ACT IV. SCENE 1. Troy. A street

Enter, at one side, AENEAS, and servant with a torch; at another, PARIS, DEIPHOBUS, ANTENOR, DIOMEDES the Grecian, and others, with torches

PARIS. See, ho! Who is that there?

DEIPHOBUS. It is the Lord

AENEAS.

AENEAS. Is the Prince there in person? Had I so good occasion to lie long As you, Prince Paris, nothing but heavenly business Should rob my bed-mate of my company.

DIOMEDES. That's my mind too. Good morrow, Lord

AENEAS.

PARIS. A valiant Greek, Aeneas -take his hand: Witness the process of your speech, wherein You told how Diomed, a whole week by days, Did haunt you in the field.

AENEAS. Health to you, valiant sir, During all question of the gentle truce; But when I meet you arm'd, as black defiance As heart can think or courage execute.

DIOMEDES. The one and other Diomed embraces. Our bloods are now in calm; and so long health! But when contention and occasion meet, By Jove, I'll play the hunter for thy life With all my force, pursuit, and policy.

AENEAS. And thou shalt hunt a lion, that will fly With his face backward. In humane gentleness, Welcome to Troy! now, by Anchises' life, Welcome indeed! By Venus' hand I swear No man alive can love in such a sort The thing he means to kill, more excellently.

DIOMEDES. We sympathise. Jove let Aeneas live, If to my sword his fate be not the glory, A thousand complete courses of the sun! But in mine emulous honour let him die With every joint a wound, and that to-morrow!

AENEAS. We know each other well.

DIOMEDES. We do; and long to know each other worse.

PARIS. This is the most despiteful'st gentle greeting The noblest hateful love, that e'er I heard of. What business, lord, so early?

AENEAS. I was sent for to the King; but why, I know not.

PARIS. His purpose meets you: 'twas to bring this Greek To Calchas' house, and there to render him, For the enfreed Antenor, the fair Cressid. Let's have your company; or, if you please, Haste there before us. I constantly believe- Or rather call my thought a certain knowledge- My brother Troilus lodges there to-night. Rouse him and give him note of our approach, With the whole quality wherefore; I fear We shall be much unwelcome.

AENEAS. That I assure you: Troilus had rather Troy were borne to Greece Than Cressid borne from Troy.

PARIS. There is no help; The bitter disposition of the time Will have it so. On, lord; we'll follow you.

AENEAS. Good morrow, all.

Exit with servant

PARIS. And tell me, noble Diomed-faith, tell me true, Even in the soul of sound good-fellowship- Who in your thoughts deserves fair Helen best, Myself or Menelaus?

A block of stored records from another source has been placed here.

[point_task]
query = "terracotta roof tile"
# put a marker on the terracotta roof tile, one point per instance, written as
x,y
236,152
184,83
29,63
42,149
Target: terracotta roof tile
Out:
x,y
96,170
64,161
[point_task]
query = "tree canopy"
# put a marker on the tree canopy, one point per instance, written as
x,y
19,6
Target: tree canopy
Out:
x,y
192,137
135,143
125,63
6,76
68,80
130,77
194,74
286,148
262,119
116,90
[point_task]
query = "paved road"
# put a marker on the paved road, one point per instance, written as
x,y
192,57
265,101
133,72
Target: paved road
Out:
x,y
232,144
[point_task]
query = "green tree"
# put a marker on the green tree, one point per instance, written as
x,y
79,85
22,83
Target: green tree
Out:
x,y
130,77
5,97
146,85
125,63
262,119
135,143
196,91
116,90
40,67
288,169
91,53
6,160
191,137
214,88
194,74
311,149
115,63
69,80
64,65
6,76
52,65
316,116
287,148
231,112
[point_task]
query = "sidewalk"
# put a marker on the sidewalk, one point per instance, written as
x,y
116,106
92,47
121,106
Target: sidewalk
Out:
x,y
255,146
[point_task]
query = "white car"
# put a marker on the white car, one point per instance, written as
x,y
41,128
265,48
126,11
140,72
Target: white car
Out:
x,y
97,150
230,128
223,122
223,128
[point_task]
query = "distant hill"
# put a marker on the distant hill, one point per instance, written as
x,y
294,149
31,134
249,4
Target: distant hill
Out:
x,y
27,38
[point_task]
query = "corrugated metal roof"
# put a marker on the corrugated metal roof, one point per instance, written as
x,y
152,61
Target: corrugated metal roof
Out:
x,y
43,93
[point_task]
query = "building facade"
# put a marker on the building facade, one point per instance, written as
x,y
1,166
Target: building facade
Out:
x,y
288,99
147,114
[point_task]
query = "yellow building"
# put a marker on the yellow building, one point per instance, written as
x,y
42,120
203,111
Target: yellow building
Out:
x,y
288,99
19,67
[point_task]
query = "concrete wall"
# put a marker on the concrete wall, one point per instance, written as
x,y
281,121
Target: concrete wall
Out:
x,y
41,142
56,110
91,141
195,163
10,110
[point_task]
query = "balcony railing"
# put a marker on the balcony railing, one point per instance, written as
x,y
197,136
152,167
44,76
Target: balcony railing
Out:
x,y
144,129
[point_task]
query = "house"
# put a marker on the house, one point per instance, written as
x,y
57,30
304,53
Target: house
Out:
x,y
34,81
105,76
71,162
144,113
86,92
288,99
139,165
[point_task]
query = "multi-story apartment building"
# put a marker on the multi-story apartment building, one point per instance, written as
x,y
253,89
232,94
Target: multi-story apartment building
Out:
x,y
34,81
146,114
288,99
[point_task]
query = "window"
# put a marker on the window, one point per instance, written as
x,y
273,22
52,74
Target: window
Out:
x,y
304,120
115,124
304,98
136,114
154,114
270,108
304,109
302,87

DIOMEDES. Both alike: He merits well to have her that doth seek her, Not making any scruple of her soilure, With such a hell of pain and world of charge; And you as well to keep her that defend her, Not palating the taste of her dishonour, With such a costly loss of wealth and friends. He like a puling cuckold would drink up The lees and dregs of a flat tamed piece; You, like a lecher, out of whorish loins Are pleas'd to breed out your inheritors. Both merits pois'd, each weighs nor less nor more; But he as he, the heavier for a whore.

PARIS. You are too bitter to your country-woman.

DIOMEDES. She's bitter to her country. Hear me, Paris: For every false drop in her bawdy veins A Grecian's life hath sunk; for every scruple Of her contaminated carrion weight A Troyan hath been slain; since she could speak, She hath not given so many good words breath As for her Greeks and Troyans suff'red death.

PARIS. Fair Diomed, you do as chapmen do, Dispraise the thing that you desire to buy; But we in silence hold this virtue well: We'll not commend what we intend to sell. Here lies our way.